OBEDIÊNCIA
Humberto de Campos
Mal saída do colégio, para onde entrara ainda criança, isto é, desde que o pai, o Comendador Anacleto, enviuvara, foi a encantadora Maria Lúcia residir no palacete recentemente alugado pelo velho capitalista em uma das ruas menos movimentadas de Botafogo. Deslumbrada com a liberdade conquistada à força de estudo, de uma aplicação que lhe granjeara o primeiro lugar na sua turma, apenas uma coisa a desgostou: foi a recomendação que lhe fez o pai, severo e prudente:
— Olha, minha filha; esta casa é tua; governa-a como se fosses a dona. Uma coisa, apenas, eu te peço: vive isolada, sem relações de amizade, e nunca, em hipótese alguma, incomodes os vizinhos.

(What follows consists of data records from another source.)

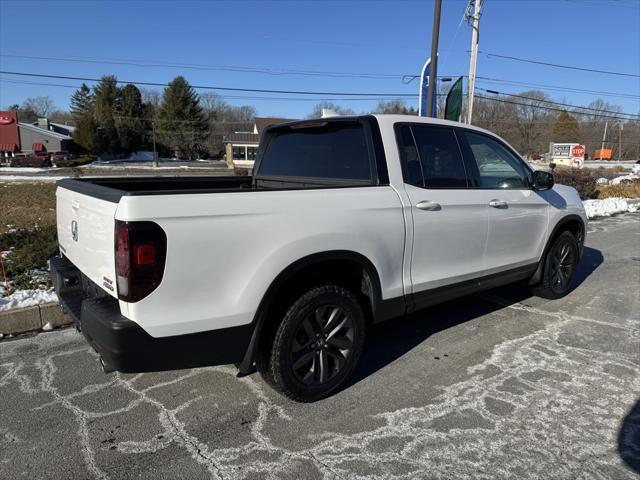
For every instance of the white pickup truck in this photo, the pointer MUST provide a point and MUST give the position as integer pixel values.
(345, 222)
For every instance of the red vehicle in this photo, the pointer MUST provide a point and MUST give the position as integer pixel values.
(61, 155)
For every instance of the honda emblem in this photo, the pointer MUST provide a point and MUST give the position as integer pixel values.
(74, 230)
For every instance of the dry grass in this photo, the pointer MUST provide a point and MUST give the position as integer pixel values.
(24, 205)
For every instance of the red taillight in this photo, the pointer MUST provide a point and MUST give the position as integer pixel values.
(145, 254)
(140, 253)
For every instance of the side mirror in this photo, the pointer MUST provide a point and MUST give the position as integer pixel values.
(542, 180)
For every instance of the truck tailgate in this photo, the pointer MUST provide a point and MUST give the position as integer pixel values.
(86, 235)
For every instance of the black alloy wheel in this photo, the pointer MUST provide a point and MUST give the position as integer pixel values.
(316, 345)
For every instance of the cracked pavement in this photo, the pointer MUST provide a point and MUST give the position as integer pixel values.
(496, 385)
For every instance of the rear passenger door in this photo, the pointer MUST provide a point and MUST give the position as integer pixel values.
(450, 221)
(518, 216)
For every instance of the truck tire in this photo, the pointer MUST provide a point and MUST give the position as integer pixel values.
(559, 267)
(317, 345)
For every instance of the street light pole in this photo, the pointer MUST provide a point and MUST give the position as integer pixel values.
(474, 57)
(155, 155)
(434, 56)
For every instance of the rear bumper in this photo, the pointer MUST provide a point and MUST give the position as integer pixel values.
(124, 345)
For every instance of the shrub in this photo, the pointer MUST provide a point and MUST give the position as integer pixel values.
(29, 252)
(625, 190)
(580, 179)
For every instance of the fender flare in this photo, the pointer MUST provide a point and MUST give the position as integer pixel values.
(535, 278)
(281, 279)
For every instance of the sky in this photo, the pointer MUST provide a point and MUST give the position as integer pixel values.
(366, 45)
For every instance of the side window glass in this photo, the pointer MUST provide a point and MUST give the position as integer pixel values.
(439, 156)
(498, 167)
(409, 157)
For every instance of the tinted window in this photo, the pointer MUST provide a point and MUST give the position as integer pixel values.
(335, 150)
(432, 157)
(498, 167)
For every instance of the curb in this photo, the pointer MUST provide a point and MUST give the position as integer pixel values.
(27, 319)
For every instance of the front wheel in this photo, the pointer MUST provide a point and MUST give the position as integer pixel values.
(317, 345)
(559, 268)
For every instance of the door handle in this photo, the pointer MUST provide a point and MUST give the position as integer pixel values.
(429, 206)
(497, 203)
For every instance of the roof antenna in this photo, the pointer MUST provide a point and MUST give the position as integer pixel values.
(327, 112)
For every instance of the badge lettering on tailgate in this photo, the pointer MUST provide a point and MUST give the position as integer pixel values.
(74, 230)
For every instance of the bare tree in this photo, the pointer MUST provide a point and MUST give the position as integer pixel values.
(534, 121)
(317, 110)
(151, 97)
(42, 107)
(394, 106)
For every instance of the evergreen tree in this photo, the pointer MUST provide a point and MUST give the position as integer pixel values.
(130, 119)
(566, 128)
(181, 122)
(81, 102)
(86, 133)
(106, 103)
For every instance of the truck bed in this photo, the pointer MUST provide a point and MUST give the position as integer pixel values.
(114, 188)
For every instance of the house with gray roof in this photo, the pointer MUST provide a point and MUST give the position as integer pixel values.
(241, 147)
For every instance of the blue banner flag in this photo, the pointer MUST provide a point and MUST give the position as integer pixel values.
(423, 111)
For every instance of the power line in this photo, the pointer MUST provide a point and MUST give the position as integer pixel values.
(556, 88)
(556, 65)
(197, 66)
(406, 78)
(494, 99)
(239, 97)
(208, 87)
(557, 103)
(369, 96)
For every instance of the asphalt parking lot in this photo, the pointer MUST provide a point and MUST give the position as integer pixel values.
(498, 385)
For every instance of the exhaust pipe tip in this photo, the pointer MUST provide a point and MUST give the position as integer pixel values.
(106, 368)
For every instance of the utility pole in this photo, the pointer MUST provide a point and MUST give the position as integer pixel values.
(434, 56)
(620, 142)
(475, 35)
(155, 155)
(604, 137)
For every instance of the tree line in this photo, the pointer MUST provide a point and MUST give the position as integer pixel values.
(531, 120)
(119, 120)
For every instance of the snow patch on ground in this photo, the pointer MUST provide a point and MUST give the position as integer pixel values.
(25, 169)
(27, 298)
(625, 179)
(608, 206)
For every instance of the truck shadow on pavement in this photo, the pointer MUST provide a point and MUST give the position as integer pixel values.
(629, 439)
(390, 340)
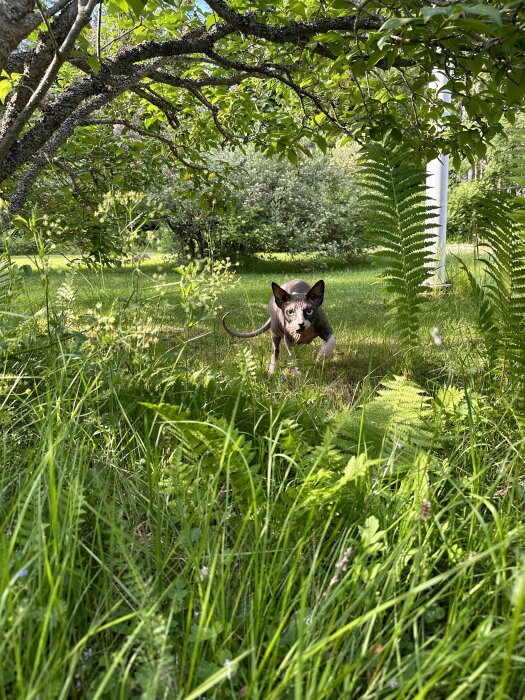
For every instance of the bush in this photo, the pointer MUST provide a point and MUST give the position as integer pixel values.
(269, 205)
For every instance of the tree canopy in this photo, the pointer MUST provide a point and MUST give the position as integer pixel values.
(282, 75)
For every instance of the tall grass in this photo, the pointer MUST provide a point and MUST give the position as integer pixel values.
(177, 528)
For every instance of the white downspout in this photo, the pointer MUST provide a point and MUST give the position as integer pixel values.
(437, 196)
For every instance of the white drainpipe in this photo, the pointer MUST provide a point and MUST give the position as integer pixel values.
(437, 196)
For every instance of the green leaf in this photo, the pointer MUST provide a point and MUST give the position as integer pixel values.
(292, 156)
(211, 19)
(485, 11)
(5, 89)
(137, 6)
(93, 63)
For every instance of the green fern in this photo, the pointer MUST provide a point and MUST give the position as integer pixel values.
(397, 221)
(501, 300)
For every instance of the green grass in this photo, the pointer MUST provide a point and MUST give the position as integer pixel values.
(176, 524)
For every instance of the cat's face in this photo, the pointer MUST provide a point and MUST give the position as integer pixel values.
(299, 310)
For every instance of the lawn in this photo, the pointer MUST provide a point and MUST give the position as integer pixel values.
(175, 524)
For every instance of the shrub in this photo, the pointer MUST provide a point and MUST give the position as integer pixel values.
(269, 205)
(465, 200)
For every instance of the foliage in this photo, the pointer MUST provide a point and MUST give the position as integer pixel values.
(180, 530)
(465, 205)
(397, 216)
(502, 300)
(261, 204)
(173, 71)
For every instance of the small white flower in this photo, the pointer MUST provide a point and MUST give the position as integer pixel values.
(229, 669)
(438, 340)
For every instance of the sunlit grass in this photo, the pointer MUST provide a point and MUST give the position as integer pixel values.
(175, 524)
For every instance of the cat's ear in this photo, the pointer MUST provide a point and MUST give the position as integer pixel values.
(280, 294)
(316, 293)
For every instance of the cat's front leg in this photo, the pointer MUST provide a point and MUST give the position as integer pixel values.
(326, 349)
(275, 354)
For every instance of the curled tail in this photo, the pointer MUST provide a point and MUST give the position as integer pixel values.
(260, 330)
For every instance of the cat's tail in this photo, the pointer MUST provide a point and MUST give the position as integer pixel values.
(260, 330)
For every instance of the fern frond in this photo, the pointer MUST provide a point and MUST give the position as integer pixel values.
(397, 223)
(501, 300)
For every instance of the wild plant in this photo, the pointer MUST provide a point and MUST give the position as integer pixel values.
(201, 284)
(397, 223)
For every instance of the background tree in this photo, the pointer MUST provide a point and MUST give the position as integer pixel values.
(276, 74)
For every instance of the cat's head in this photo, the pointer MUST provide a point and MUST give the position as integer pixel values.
(299, 310)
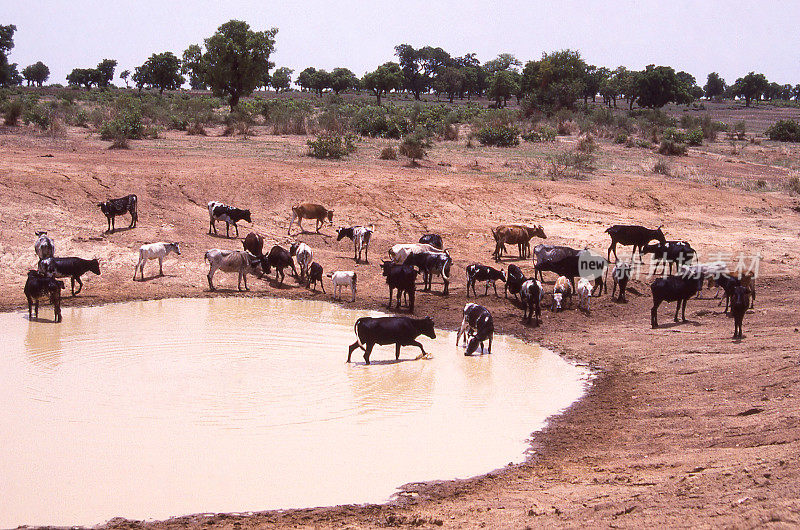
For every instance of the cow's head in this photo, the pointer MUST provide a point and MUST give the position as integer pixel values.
(425, 327)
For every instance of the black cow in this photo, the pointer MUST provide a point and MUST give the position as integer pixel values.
(545, 255)
(635, 235)
(483, 273)
(740, 301)
(430, 263)
(434, 240)
(40, 287)
(673, 288)
(403, 278)
(400, 331)
(672, 252)
(514, 281)
(315, 275)
(72, 268)
(279, 258)
(230, 215)
(114, 207)
(478, 319)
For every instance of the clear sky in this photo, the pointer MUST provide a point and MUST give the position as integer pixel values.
(729, 37)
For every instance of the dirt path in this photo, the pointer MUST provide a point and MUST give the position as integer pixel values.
(683, 426)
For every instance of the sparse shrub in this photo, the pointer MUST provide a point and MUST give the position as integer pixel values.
(784, 131)
(196, 129)
(414, 145)
(695, 137)
(13, 111)
(498, 135)
(661, 167)
(672, 148)
(388, 153)
(587, 144)
(127, 124)
(328, 145)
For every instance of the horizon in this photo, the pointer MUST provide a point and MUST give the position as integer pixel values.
(731, 38)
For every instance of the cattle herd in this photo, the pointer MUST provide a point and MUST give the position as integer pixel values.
(429, 258)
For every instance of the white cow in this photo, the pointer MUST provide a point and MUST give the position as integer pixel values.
(155, 251)
(341, 279)
(238, 261)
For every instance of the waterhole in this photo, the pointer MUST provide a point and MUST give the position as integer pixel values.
(148, 410)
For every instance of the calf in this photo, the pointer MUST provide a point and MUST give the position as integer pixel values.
(430, 264)
(740, 300)
(154, 251)
(531, 294)
(584, 291)
(479, 320)
(315, 275)
(404, 279)
(635, 235)
(673, 252)
(621, 274)
(514, 281)
(480, 273)
(114, 207)
(310, 211)
(341, 279)
(40, 287)
(360, 236)
(279, 258)
(237, 261)
(400, 331)
(303, 254)
(72, 268)
(43, 246)
(434, 240)
(562, 291)
(673, 288)
(230, 215)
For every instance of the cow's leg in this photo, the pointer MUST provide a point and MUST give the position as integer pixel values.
(368, 351)
(423, 353)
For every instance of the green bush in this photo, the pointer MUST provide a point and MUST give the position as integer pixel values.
(784, 131)
(695, 137)
(13, 111)
(127, 124)
(498, 135)
(329, 145)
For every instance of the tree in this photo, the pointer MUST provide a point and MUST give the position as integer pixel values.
(85, 77)
(343, 79)
(750, 87)
(658, 85)
(451, 81)
(282, 79)
(161, 70)
(502, 86)
(191, 66)
(36, 73)
(105, 72)
(715, 86)
(384, 79)
(8, 71)
(236, 60)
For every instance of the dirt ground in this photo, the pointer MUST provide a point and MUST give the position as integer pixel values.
(682, 427)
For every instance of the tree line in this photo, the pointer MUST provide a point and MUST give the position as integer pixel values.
(235, 61)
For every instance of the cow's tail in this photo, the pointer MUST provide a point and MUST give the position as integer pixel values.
(355, 330)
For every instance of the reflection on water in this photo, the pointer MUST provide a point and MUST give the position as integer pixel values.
(154, 409)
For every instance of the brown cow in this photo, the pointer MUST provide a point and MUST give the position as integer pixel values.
(310, 211)
(519, 235)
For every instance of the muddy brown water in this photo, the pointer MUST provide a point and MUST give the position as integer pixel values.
(148, 410)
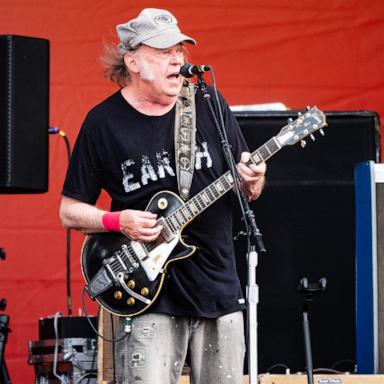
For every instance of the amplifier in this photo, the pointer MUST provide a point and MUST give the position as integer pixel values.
(67, 327)
(75, 360)
(321, 379)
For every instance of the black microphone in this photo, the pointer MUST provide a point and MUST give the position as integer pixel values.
(189, 70)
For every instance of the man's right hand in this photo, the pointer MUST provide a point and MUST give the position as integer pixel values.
(139, 225)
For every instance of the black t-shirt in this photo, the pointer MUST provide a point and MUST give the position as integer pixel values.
(131, 156)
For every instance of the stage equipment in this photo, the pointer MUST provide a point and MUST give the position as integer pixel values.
(307, 216)
(309, 289)
(24, 100)
(370, 267)
(4, 330)
(66, 351)
(321, 379)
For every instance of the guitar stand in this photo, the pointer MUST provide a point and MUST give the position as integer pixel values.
(309, 289)
(4, 330)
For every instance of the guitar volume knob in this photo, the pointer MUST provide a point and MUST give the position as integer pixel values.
(131, 301)
(144, 291)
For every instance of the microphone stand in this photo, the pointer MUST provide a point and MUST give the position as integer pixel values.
(255, 241)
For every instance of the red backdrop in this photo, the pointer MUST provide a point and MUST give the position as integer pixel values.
(306, 52)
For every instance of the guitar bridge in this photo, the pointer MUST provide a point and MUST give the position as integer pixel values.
(120, 277)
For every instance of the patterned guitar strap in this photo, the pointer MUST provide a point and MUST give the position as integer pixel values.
(185, 138)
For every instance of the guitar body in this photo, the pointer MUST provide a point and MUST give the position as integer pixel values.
(98, 250)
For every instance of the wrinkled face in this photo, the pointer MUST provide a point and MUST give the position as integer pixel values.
(159, 69)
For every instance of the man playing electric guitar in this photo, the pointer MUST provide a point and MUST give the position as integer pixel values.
(126, 146)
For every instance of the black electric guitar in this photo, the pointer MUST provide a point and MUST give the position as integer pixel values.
(126, 276)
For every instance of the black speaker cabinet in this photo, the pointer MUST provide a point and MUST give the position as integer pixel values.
(24, 100)
(307, 217)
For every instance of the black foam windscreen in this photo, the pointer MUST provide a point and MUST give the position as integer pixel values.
(24, 114)
(306, 215)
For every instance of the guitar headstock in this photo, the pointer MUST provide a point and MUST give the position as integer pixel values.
(305, 125)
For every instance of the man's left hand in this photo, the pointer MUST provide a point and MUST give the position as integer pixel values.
(253, 176)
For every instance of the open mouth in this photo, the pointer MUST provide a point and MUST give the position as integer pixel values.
(174, 76)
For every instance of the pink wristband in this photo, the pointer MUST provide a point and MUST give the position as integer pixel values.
(111, 221)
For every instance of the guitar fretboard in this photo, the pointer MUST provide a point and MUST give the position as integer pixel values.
(197, 204)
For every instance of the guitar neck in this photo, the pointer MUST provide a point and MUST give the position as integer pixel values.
(197, 204)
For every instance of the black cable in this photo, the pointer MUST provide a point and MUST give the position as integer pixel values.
(55, 131)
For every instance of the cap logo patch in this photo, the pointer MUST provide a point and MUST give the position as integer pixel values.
(163, 19)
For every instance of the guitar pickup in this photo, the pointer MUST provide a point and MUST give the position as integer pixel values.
(99, 284)
(166, 232)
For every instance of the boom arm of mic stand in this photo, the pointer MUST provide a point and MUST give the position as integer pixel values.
(256, 243)
(255, 234)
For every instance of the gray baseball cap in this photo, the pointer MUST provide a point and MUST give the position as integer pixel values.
(154, 27)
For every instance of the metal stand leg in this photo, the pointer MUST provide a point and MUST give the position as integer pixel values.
(252, 301)
(308, 348)
(309, 290)
(4, 376)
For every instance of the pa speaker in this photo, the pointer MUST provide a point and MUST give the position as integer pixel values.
(24, 101)
(306, 215)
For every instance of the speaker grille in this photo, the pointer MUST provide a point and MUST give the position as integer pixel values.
(24, 106)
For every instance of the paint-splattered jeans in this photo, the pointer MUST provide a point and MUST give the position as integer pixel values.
(155, 350)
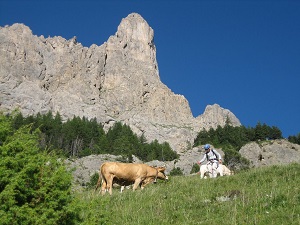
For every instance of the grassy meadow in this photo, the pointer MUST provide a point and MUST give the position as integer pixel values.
(258, 196)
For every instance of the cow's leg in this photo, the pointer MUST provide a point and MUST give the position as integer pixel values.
(136, 183)
(98, 182)
(103, 187)
(220, 171)
(109, 184)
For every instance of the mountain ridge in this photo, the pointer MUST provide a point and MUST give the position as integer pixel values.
(116, 81)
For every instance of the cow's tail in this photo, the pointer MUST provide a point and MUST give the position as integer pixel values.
(100, 180)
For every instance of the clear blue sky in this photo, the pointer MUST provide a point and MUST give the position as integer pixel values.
(242, 55)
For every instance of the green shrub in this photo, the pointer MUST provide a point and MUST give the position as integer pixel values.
(35, 187)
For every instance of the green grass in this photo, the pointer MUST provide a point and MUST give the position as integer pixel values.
(262, 196)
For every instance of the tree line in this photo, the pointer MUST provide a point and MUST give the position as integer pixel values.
(78, 137)
(231, 139)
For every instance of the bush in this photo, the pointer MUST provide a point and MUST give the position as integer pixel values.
(35, 187)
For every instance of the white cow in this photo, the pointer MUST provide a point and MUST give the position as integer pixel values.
(222, 170)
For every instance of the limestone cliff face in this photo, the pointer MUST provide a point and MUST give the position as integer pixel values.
(117, 81)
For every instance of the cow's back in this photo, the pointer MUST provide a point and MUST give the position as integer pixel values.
(124, 171)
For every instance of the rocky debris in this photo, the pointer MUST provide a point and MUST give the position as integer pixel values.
(273, 152)
(85, 167)
(117, 81)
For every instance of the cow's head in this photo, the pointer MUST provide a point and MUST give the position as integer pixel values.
(161, 173)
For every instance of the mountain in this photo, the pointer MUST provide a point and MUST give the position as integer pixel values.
(116, 81)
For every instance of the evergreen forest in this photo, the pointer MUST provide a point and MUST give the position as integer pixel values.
(78, 137)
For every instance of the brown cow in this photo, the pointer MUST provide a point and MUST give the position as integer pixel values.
(128, 173)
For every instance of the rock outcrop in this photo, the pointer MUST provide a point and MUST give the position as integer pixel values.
(267, 153)
(117, 81)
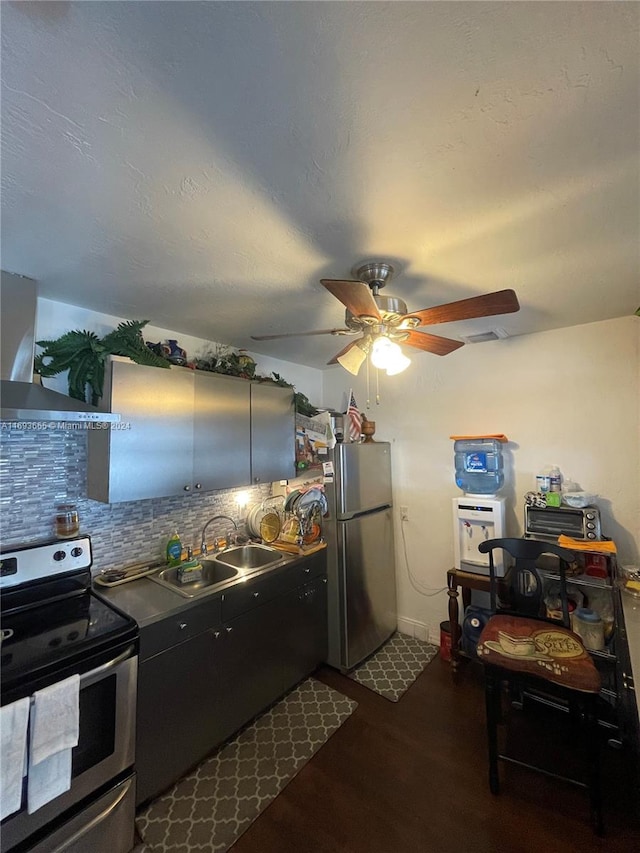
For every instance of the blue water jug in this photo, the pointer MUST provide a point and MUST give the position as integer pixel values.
(479, 467)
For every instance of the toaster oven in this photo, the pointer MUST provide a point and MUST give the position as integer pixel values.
(550, 522)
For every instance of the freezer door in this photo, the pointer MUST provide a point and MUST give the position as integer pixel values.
(368, 584)
(363, 477)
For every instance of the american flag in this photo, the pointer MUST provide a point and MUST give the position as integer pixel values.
(355, 418)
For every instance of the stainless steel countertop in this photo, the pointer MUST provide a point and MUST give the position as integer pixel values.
(148, 602)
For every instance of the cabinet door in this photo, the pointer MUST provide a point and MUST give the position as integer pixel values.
(305, 631)
(149, 454)
(251, 661)
(178, 712)
(272, 433)
(221, 432)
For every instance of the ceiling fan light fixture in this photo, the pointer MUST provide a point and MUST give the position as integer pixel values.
(386, 355)
(352, 359)
(400, 363)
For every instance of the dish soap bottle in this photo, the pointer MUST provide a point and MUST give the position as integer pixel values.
(174, 550)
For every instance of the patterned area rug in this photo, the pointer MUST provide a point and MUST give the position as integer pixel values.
(209, 809)
(395, 666)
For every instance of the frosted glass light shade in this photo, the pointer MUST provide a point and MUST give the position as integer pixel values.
(387, 355)
(400, 363)
(383, 352)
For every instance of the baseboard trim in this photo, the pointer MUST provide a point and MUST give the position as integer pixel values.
(419, 630)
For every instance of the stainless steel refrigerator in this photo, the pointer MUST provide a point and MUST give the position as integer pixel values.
(360, 552)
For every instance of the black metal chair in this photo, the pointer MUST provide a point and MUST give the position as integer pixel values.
(537, 656)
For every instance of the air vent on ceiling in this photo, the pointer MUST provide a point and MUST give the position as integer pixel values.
(481, 337)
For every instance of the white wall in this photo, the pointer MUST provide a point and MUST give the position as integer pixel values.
(56, 318)
(568, 397)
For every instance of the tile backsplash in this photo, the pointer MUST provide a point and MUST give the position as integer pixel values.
(42, 468)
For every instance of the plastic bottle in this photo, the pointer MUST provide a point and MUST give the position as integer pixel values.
(543, 482)
(174, 550)
(555, 479)
(479, 466)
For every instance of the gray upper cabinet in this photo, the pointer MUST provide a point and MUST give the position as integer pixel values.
(272, 433)
(149, 454)
(221, 431)
(183, 431)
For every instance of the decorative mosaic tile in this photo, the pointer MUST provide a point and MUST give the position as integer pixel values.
(208, 810)
(395, 666)
(42, 468)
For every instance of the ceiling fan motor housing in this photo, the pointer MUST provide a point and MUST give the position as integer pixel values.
(391, 308)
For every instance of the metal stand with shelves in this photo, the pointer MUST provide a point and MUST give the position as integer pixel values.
(618, 706)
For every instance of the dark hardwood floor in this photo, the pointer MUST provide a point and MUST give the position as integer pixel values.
(411, 776)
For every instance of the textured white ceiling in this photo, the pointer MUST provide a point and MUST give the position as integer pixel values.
(203, 165)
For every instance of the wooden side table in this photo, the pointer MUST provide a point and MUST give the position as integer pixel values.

E beijando-lhe a testa clara, coroada por uns lindos cabelos castanhos:
— Muito juizinho; ouviu?
Duas semanas não se tinham passado sobre a libertação de Maria Lúcia, quando uma quadrilha de ladrões, vendo, uma tarde, sair as criadas, que a jovem patroa indultara naquele dia, resolveu assaltar, pulando o muro dos fundos, o palacete do Comendador. Descalços, em mangas de camisa, chapéu em cima dos olhos, os miseráveis penetraram na casa e, desrespeitando a fraqueza da moça, praticaram toda a sorte de depredações, esvaziando as gavetas, arrombando os cofres de joias, carregando, enfim, com todas as coisas de valor que havia na residência do honrado capitalista.
À noite, ao abrir a porta, de regresso ao lar, o Comendador teve um pressentimento triste, ao ver a casa às escuras. Abertas, porém, as lâmpadas, recuou, horrorizado, para, em seguida, precipitar-se, de compartimento em compartimento, chamando, aflito, pela menina:
— Maria Lúcia? Maria Lúcia? Onde estás, minha filha?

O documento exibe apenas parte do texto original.